Colorectal cancer (CRC) is the second leading cause of cancer‐related death worldwide. Although current clinical practice in colorectal cancer screening (fecal occult blood test [FOBT] and colonoscopy) has contributed to a reduction in mortality,⁽ ¹ , ² , ³ , ⁴ , ⁵ ⁾ 70% of newly discovered CRC are detected at an advanced stage (International Union Against cancer (UICC) stage III/IV), presenting poor patient prognosis.
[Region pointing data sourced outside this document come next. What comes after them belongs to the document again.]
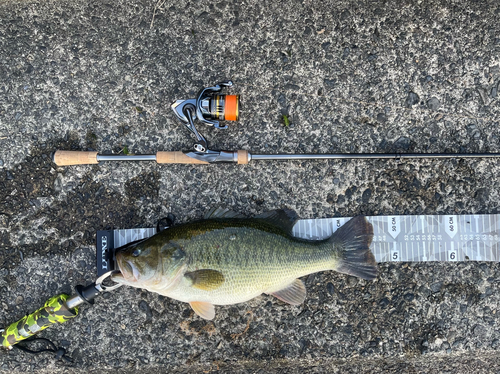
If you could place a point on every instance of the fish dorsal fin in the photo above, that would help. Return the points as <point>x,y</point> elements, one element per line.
<point>293,294</point>
<point>222,213</point>
<point>203,309</point>
<point>282,218</point>
<point>205,279</point>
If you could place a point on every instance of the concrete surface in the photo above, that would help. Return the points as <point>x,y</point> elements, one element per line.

The 5‐year survival rate of stage III CRC, which is defined as involving lymph node metastasis, is known to be below 70%, whereas that of stage I CRC is over 90% after resection⁽ ⁶ ⁾ (Fig. 1). Thus, in order to eradicate CRC death, early detection is most crucial, and identification of diagnostic markers should be urgently developed. Currently, serum tumor markers such as carcinoembryonic antigen (CEA) and CA19‐9, a carbohydrate antigen recognized by the monoclonal antibody NS19‐9, are commonly used in CRC clinics; however, their clinical usefulness remains controversial from diagnostic, prognostic, and surveillance points of view. As a result, such biomarkers are considered as supplemental tools to determine the therapeutic strategy against CRC. Recently, sophisticated scientific technology has emerged, such as DNA microarray⁽ ⁷ ⁾ and proteomic techniques,⁽ ⁸ , ⁹ , ¹⁰ , ¹¹ ⁾ furthering the discovery of novel biomarkers in CRC. In the present paper, we are the first to review the clinical significance of the classical tumor markers CEA and CA19‐9 in serum, allowing for our original data, and present our view on the newly emerging biomarkers in CRC.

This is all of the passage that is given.